Ambon, Indolensa – Penetapan status bandara internasional di Maluku justru disambut kritik tajam dari Dewan Perwakilan Rakyat Daerah (DPRD) Provinsi Maluku. Komisi II DPRD secara blak-blakan menyoroti kesiapan sektor pariwisata daerah yang dinilai masih belum siap menyambut arus kunjungan internasional, bahkan terkesan “setengah matang”.
Kekhawatiran tersebut disampaikan dengan nada keras oleh Suanthie John Laipeny, Wakil Ketua Komisi II sekaligus Ketua Fraksi Partai Gerindra DPRD Provinsi Maluku.
”Bandara sudah internasional, masa’ pariwisata jalan di tempat? Kita butuh manajer jempolan untuk menggarap potensi ini!” cetus Laipeny dalam Rapat Dengar Pendapat, Senin (24/11/25).
Dewan tidak hanya menyoroti perlunya kompetensi manajerial, tetapi juga “menyentil” minimnya kualitas atraksi wisata yang ditawarkan Maluku. Anggota dewan mengeluhkan sejumlah aspek krusial:
- Pudarnya Seni Tradisional: Pertunjukan seni daerah yang memikat dan berkarakter dinilai semakin jarang ditemui.
- Hiburan: Minimnya fasilitas live music atau hiburan malam yang berstandar internasional.
- Fasilitas Bahari: Kondisi fasilitas diving (menyelam) dan pendukung wisata bahari lainnya yang dinilai ala kadarnya.
”Wisatawan mau lihat apa? Gedung dicat doang? Pertunjukan seni yang bikin merinding udah jarang! Fasilitas diving juga seadanya,” keluh salah satu anggota dewan, menunjukkan kekecewaan terhadap produk wisata Maluku saat ini.
Isu lain yang dianggap menghambat daya saing pariwisata Maluku adalah mahalnya biaya transportasi. Anggota dewan menyoroti tingginya ongkos yang harus dikeluarkan wisatawan, khususnya untuk perjalanan dari dan menuju bandara.

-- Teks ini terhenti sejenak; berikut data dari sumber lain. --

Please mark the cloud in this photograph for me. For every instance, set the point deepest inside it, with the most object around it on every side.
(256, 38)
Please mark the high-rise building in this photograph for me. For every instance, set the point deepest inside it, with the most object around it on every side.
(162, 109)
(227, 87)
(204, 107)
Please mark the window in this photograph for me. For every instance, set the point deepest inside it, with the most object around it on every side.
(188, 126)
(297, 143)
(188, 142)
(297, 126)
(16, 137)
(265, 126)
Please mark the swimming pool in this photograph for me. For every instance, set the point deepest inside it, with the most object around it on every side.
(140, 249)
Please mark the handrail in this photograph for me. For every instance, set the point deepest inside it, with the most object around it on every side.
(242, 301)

”Kita selalu kalah sama transportasi! Masa’ dari Ambon ke bandara saja jutaan? Ini menjadi duri dalam daging yang harus segera diatasi,” tegas mereka, menekankan bahwa harga yang tidak kompetitif membuat Maluku sulit bersaing dengan destinasi lain.
Untuk memicu gebrakan dan mencegah Maluku terus tertinggal, DPRD secara khusus mendorong Dinas Pariwisata untuk segera menimba ilmu dari Nusa Tenggara Timur (NTT), yang dinilai sukses dalam mengelola pariwisata bahari.
”NTT itu jagoan wisata bahari! Kita bisa belajar jalur pelayaran selatan-selatan mereka, membawa kapal-kapal wisata masuk ke Maluku!” usul anggota dewan.
DPRD berharap Dinas Pariwisata segera mengambil langkah konkret, termasuk mengadopsi model pengembangan pariwisata terintegrasi yang telah berhasil diterapkan oleh provinsi tetangga, demi mengimbangi status baru bandara internasional yang memerlukan dukungan sektor pariwisata yang kuat dan matang.